LIBERTAD DE EXPRESIÓN. EL EJEMPLO DE ADOLFO SUÁREZ

 

Faltan poco más de dos meses para que se cumplan cuarenta años de la dimisión de Adolfo Suárez como Presidente de Gobierno. Su fecundo mandato, capital en la historia contemporánea de España, abrió nuevas posibilidades y cambió el rumbo de nuestra historia. Nada lo que ha venido después de él puede explicarse sin él. Larga sombra para un breve período: desde su toma de posesión hasta su dimisión sólo transcurrieron cuatro años y medio. 

 

Presidente de Gobierno desde el 5 de julio de 1976 por designación del Rey, recibió el encargo de traer la democracia a España, pero, tras conseguir lo que se llamó “el harakiri” de las cortes franquistas, no se precipitó a convocar elecciones.
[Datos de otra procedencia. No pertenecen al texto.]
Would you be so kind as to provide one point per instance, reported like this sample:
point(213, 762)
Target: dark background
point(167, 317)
Sabía que la celebración de unas elecciones democráticas requiere la existencia de una “opinión pública”, y había que crear las condiciones para que eso fuera posible. Porque desde 1966 regía en España la “Ley de Prensa e Imprenta”, que imponía a las publicaciones unos límites políticos, y confería a la Administración facultades para sancionar a los medios de comunicación: algunas cosas estaba prohibido decirlas, y el que se atrevía a hacerlo se exponía, en el mejor de los casos, a que le secuestrasen la publicación.

 

El primer paso de Suárez fue derogar aquella ley con la publicación, el 1 de abril de 1977, del Real Decreto sobre Libertad de Expresión. Alumbró así el nacimiento de una “opinión pública”, cuyos matices se encargaron de encauzar los diversos partidos políticos recién estrenados. Tras las elecciones del 15 de junio, Suárez se convertiría en el primer Presidente emanado de las urnas de nuestra historia actual. Ya sabemos cómo fueron luego las cosas: en octubre del año siguiente aprobaron las Cortes una nueva Constitución, que sería ratificada en el referéndum del 6 de diciembre de 1978.

 

Después, Suárez se vio perseguido y acosado por su propio partido –la UCD-, por el PSOE y por la prensa. Fue víctima de críticas desmedidas e injustas. Pero su respuesta a ello no fue la supresión de la flamante libertad de expresión que disfrutábamos –y a la que en el decreto-ley había calificado de “indeclinable”-; fiel a ella, y a sí mismo, Suárez afrontó con entereza aquella campaña que desembocó en su dimisión el 29 de enero de 1981.

 

La democracia es en nuestra época el único sistema de regirse los pueblos que es capaz de legitimidad. Pero no carece de riesgos. Porque, como sabía Suárez, en los regímenes democráticos el poder se funda en la opinión pública, y por eso, la libertad de expresión es la libertad más amenazada: sin ella no se pueden reclamar las demás, y si ella falta se oculta el hecho de que las demás quizás no existan.

 

Pero inmediatamente después de reclamar la libertad de expresión hay que reclamar la libertad de reaccionar intelectualmente a lo que se dice: la libertad de juzgar, de medir su verdad, su justificación o su acierto: lo que se dice puede ser veraz e inteligente, pero también puede ser un disparate, una estupidez, o pura y simple mentira. Existe el derecho a decirlo, pero también existe el derecho a valorar lo que se dice y a formar una opinión propia. Y ésa es también la función de una prensa responsable, que sea consciente de su papel como “cuarto poder” y se esfuerce por estar a la altura. Si se abandona el ejercicio de esa libertad la democracia se desvirtúa y se corrompe.

 

Esta libertad de estimación es preciosa. Y es irrenunciable. Porque permite distinguir de personas, conocer -y apoyar- a quienes representan lo que nos parece valioso. Nos permite saber quién es quién, conocer la catadura de quien así se expresa, su forma de contemplar la realidad, el fondo desde el que habla. Nos permite saber si es alguien digno de confianza y si merece nuestra admiración y nuestro afecto. Nos permite decidir si vamos a repetir lo que nos dice, si vamos a hacernos eco de él. Y si volveremos a prestarle atención.

 

Esa debe ser la respuesta cuando alguien falsifica la realidad: dejar de prestar atención a lo que dice. Desde luego, la respuesta no puede ser volver a las formas de aquellos tiempos en que había cosas que estaba prohibido decir. La respuesta no puede ser cancelar la libertad de expresión. Porque es lo mismo que cancelar la democracia. 

 

Pero sí exigir responsabilidades por lo que se dice. Y, cuando es necesario, reaccionar oportunamente: -“Nos vemos en el Juzgado”.